Are there any examples of using group_by/4? From the test case, it appears that it’s intended to be wrapped in a “find-all” aggregator:

data(1, a, a1).
data(1, a, ax).
data(1, b, a2).
data(2, a, n1).
data(2, b, n0).
data(2, b, n2).

data2(A, B) :- data(A, B, _).

% The following all give the same results: [1-[a, a, b], 2-[a, b, b]].

group1(Groups) :- findall(A-Group, group_by(A, B, data(A,B,_), Group), Groups).

group2(Groups) :- bagof(A-Group, bagof(B, data2(A,B), Group), Groups).

group3(Groups) :- bagof(A-Group, bagof(B, C^data(A,B,C), Group), Groups).

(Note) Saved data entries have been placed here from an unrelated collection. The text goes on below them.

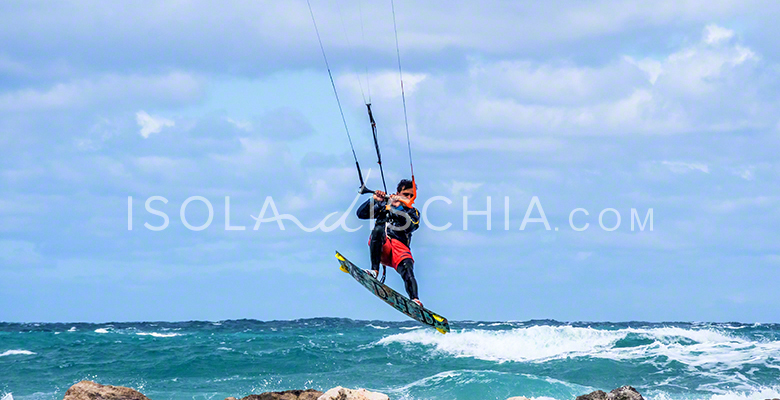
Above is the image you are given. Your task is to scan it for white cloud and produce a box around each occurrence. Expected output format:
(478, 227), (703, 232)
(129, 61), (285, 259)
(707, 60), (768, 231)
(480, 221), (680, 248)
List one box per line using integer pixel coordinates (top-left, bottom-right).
(661, 161), (710, 174)
(449, 180), (484, 196)
(653, 25), (757, 96)
(660, 29), (754, 95)
(226, 118), (252, 131)
(136, 111), (174, 138)
(704, 24), (734, 45)
(469, 59), (645, 104)
(0, 1), (760, 78)
(624, 56), (663, 85)
(400, 22), (769, 142)
(0, 72), (202, 112)
(464, 88), (686, 135)
(730, 166), (756, 181)
(344, 1), (755, 53)
(339, 71), (427, 102)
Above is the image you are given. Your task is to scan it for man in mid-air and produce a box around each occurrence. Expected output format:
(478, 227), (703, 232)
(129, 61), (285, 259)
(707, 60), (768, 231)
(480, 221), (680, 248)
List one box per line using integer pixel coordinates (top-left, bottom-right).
(356, 179), (422, 307)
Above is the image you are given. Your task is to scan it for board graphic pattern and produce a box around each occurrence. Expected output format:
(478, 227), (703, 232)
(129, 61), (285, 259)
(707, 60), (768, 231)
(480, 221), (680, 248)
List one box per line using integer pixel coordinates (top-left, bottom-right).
(336, 251), (450, 334)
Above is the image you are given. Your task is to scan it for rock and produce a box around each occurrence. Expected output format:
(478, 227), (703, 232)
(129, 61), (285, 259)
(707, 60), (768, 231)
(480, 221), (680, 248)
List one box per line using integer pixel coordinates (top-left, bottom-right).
(576, 390), (607, 400)
(63, 381), (150, 400)
(577, 386), (643, 400)
(317, 386), (389, 400)
(234, 389), (324, 400)
(606, 386), (643, 400)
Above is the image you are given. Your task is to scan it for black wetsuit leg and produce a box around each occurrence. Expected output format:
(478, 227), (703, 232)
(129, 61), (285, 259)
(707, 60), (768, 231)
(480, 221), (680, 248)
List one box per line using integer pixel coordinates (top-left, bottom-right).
(369, 222), (386, 272)
(396, 258), (418, 300)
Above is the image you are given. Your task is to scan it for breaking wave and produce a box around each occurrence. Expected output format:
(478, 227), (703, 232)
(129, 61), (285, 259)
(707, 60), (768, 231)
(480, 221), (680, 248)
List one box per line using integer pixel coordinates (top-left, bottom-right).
(379, 325), (780, 366)
(0, 350), (35, 357)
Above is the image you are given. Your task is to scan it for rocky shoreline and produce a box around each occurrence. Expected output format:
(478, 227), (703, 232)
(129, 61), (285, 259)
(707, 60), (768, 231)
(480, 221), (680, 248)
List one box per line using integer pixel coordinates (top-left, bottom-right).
(58, 381), (780, 400)
(58, 380), (676, 400)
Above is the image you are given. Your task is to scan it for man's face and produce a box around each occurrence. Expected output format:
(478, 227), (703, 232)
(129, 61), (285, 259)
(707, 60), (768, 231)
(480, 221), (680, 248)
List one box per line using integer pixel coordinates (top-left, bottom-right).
(392, 187), (415, 207)
(398, 188), (415, 199)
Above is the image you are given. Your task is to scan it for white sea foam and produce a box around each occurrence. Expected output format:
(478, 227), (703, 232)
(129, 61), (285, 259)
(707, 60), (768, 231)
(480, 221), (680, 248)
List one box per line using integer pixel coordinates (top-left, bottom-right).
(389, 369), (499, 392)
(68, 327), (77, 332)
(707, 387), (780, 400)
(367, 324), (389, 330)
(611, 327), (780, 378)
(647, 387), (780, 400)
(385, 369), (592, 400)
(378, 325), (780, 370)
(135, 332), (181, 338)
(94, 328), (109, 334)
(1, 392), (13, 400)
(0, 350), (35, 357)
(639, 326), (734, 344)
(380, 325), (624, 362)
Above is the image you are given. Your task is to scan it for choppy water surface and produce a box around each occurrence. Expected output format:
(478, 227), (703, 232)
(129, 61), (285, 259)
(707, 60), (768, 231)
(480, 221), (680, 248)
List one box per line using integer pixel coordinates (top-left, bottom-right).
(1, 319), (779, 400)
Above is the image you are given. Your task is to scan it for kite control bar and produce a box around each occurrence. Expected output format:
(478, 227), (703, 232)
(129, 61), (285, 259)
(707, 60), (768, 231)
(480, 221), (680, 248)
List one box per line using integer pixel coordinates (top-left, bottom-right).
(359, 185), (388, 199)
(359, 185), (415, 208)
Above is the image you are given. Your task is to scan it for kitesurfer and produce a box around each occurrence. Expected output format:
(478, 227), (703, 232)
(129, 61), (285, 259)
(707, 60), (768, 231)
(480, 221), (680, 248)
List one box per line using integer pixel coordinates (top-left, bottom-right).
(356, 178), (422, 307)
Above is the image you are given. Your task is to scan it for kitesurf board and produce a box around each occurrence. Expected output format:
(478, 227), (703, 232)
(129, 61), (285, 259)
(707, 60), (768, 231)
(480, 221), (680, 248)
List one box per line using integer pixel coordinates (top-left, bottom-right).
(335, 251), (450, 334)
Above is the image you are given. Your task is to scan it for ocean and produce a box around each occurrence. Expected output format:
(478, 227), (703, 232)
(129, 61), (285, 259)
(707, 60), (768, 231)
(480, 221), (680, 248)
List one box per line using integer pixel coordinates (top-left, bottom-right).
(1, 319), (779, 400)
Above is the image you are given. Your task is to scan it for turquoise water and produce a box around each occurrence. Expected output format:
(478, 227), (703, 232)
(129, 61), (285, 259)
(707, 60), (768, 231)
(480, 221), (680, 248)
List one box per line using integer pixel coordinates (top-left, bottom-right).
(1, 319), (779, 400)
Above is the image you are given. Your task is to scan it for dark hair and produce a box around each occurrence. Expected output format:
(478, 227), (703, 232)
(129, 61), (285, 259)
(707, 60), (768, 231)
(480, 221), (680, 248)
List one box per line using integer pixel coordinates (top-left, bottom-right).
(397, 179), (415, 192)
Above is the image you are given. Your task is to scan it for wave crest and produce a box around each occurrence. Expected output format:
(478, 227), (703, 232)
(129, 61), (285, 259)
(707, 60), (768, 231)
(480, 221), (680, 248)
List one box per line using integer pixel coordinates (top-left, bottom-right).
(0, 349), (36, 357)
(378, 325), (780, 368)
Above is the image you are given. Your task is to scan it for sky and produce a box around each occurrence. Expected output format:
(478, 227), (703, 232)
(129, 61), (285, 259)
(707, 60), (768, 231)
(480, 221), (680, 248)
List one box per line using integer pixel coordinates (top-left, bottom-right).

In other words, group_by/4 is like findall (all free variables are existentially quantified) except it fails rather than giving a result of [].

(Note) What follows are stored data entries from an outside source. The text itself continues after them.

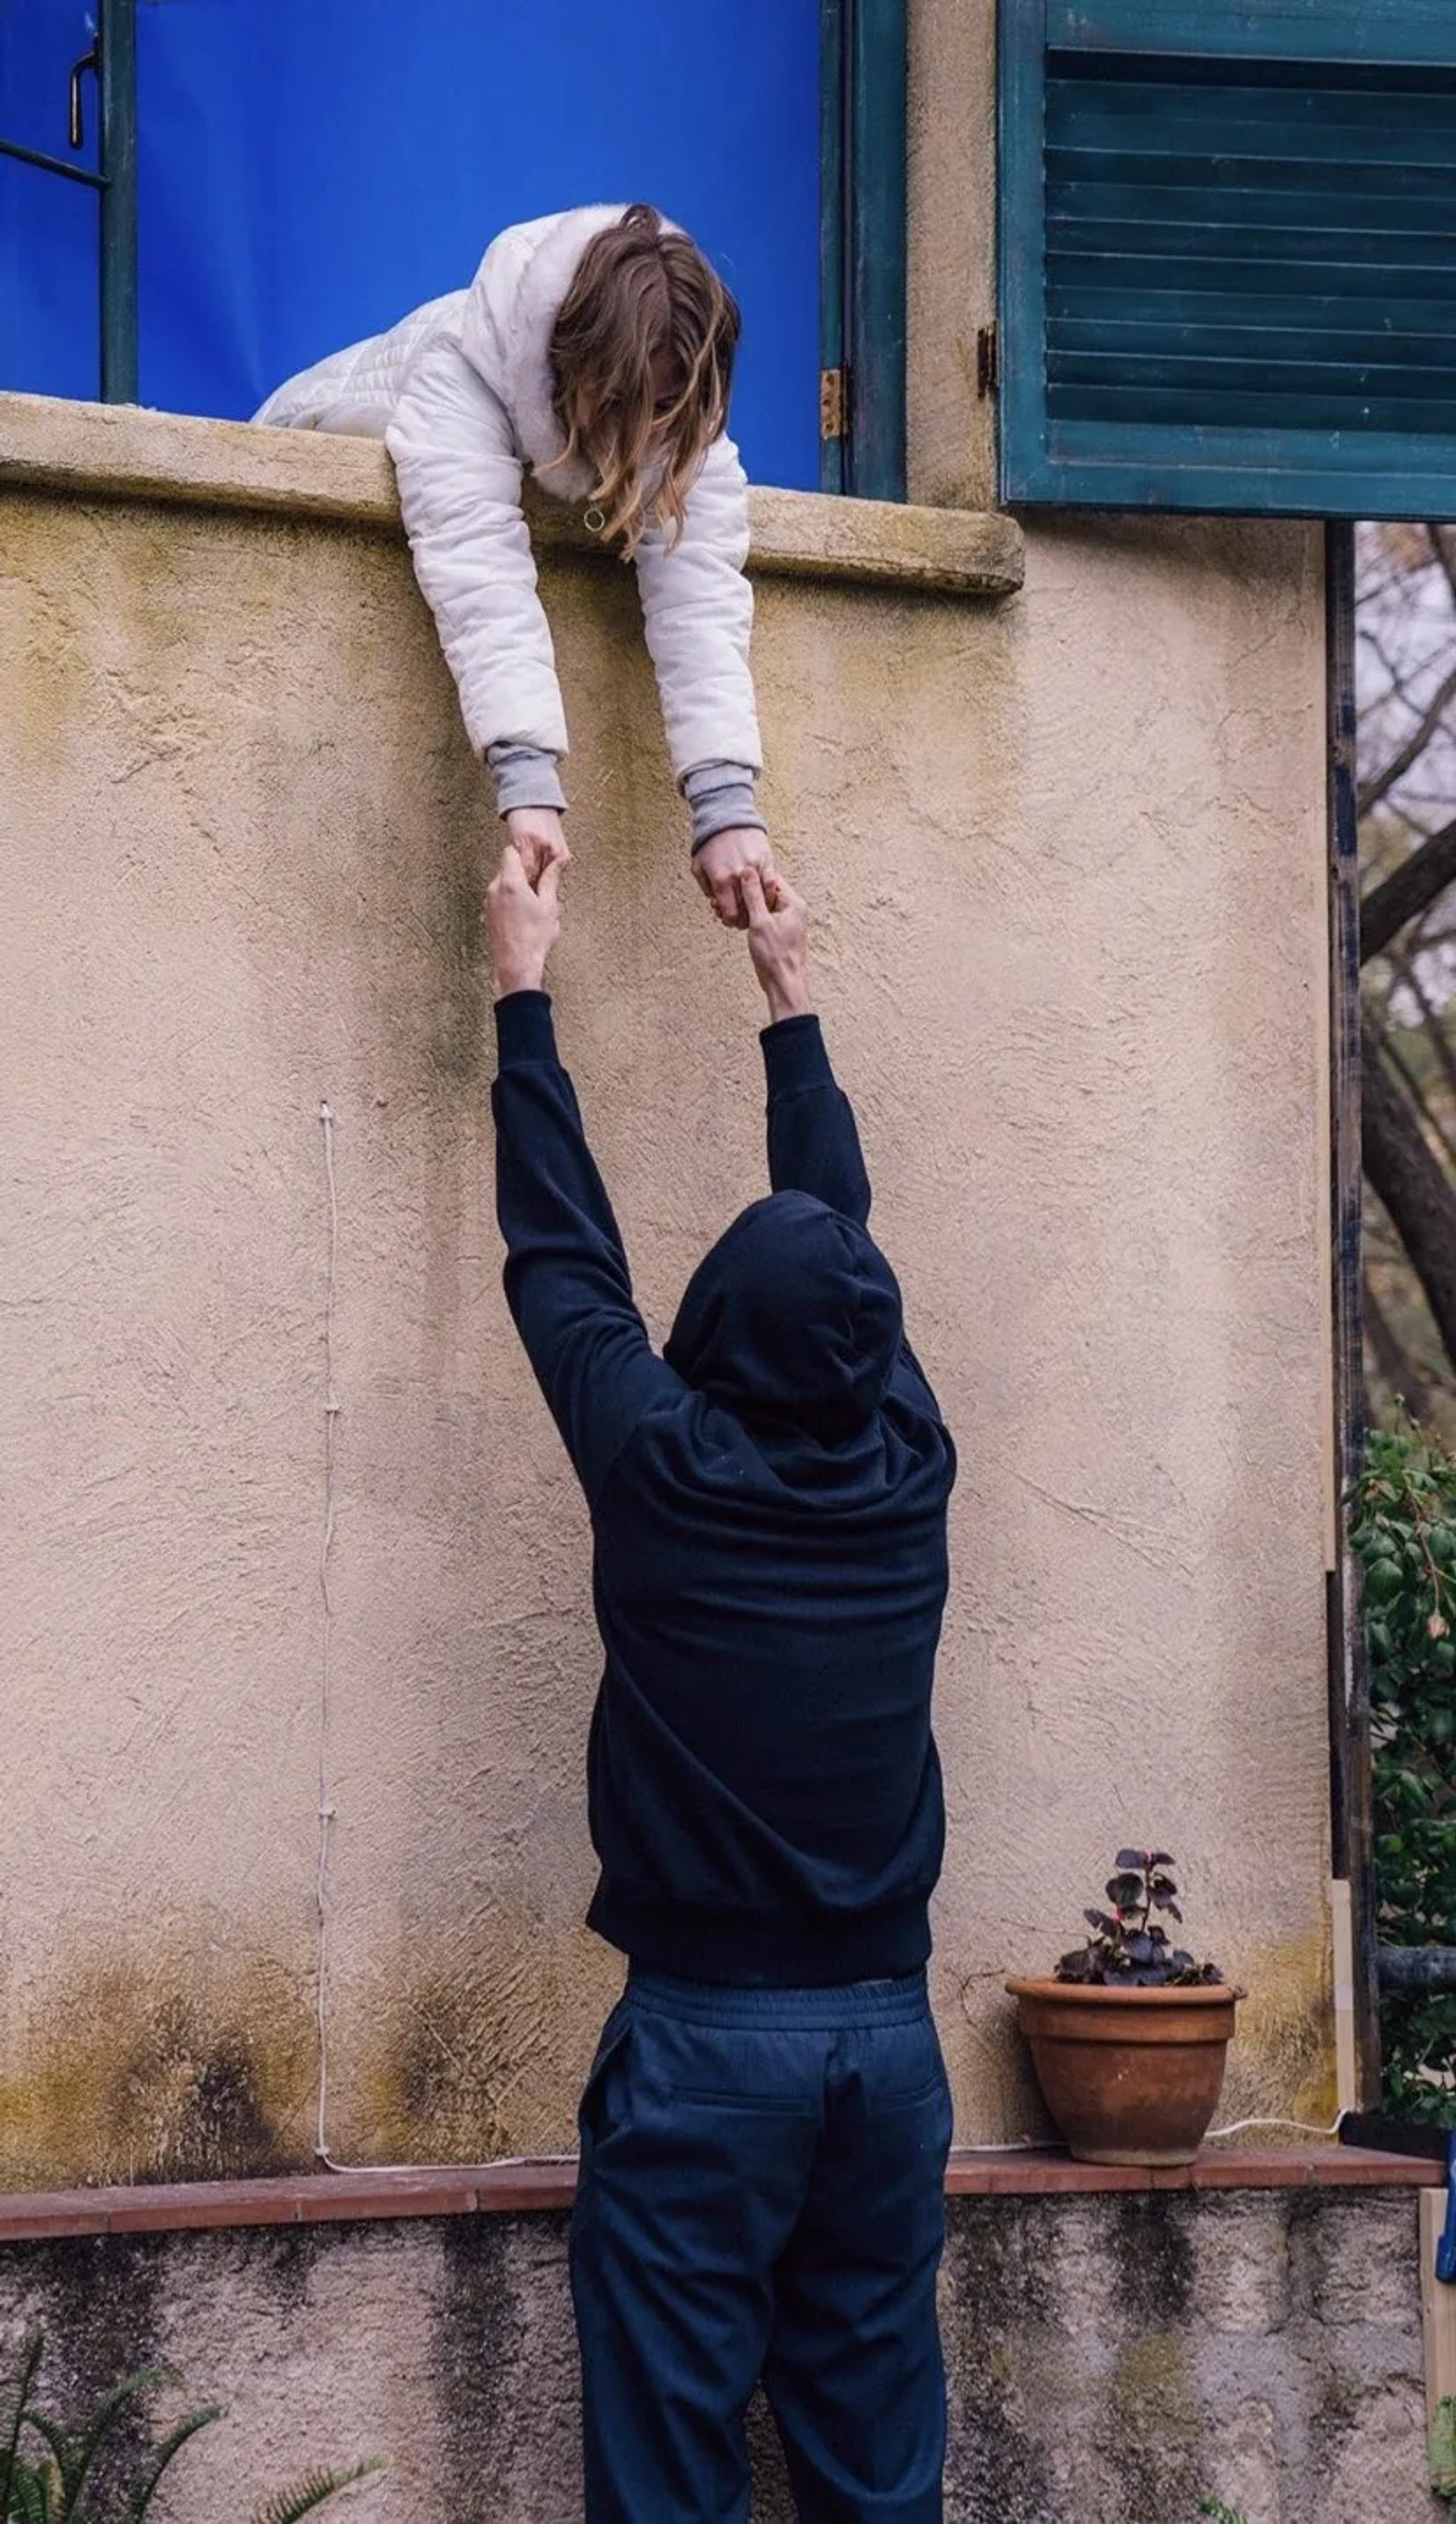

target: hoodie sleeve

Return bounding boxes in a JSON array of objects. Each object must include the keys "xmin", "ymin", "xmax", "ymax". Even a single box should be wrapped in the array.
[
  {"xmin": 761, "ymin": 1016, "xmax": 871, "ymax": 1226},
  {"xmin": 761, "ymin": 1016, "xmax": 947, "ymax": 1424},
  {"xmin": 387, "ymin": 335, "xmax": 570, "ymax": 762},
  {"xmin": 492, "ymin": 994, "xmax": 679, "ymax": 1505}
]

I think the docs are quite accurate. It is basically bagof/3 reversing the specification of existential variables.

I just had my “Ah-ha!” – group_by/4 and the other solution_sequences predicates are all intended to run inside an aggregation (with the others, it was obvious; I was confused by pairs:group_pairs_by_key/2, which transforms lists).

Also bagof/3 is slightly different - it doesn’t have the By argument, and it took some staring at the definition of group_by/4 to understand what’s going on there. I can’t think of a situation where By would have free variables in it or be different form the outer aggregator’s template…

Whether you run them inside an aggregation is up to you. These predicates are intended to alter the solution sequence generated by a non-deterministic predicate. This allows you to specify new non-deterministic predicates as simple logical conjunctions and disjunctions of already defined primitives, even if intermediate steps are normally required to (notably) improve efficiency. These predicates also support SWISH, which represents solutions in a table, much like SQL clients do.

For example, suppose we have a/1 and b/1 and want to get the solutions for a(X),b(X). Now suppose a/1 is cheap but produces a lot of duplicate answers and b/1 is expensive. Using this library we simply write distinct(a(X)), b(X) and we are done. Without you get

findall(X,a(X),Xs), sort(Xs,Us), member(X,Us), b(X).

(or setof, but that may have its own problems). Besides being more compact, distinct also produces answers immediately instead of enumerating all answers for a/1. In addition, there is reduced/1 which doesn’t guarantee full uniqueness but runs in limited memory.

These operators combine nicely and allow for example processing the best 10 a(X) using b/1 in a nice concise and (IMO) readable syntax:

limit(10, order_by([desc(X)],a(X))),
b(X).

The group_by/4 is pretty handy if you wants existential qualification for all variables except a few, notably if variables may be hidden in the arguments you pass to bagof/3. Library yall provides a good alternative, I think as bagof(X, {V1,V2,...}>>Goal, Xs). This predicate was most of all added to complete the common vocabulary to manage rows in database answers.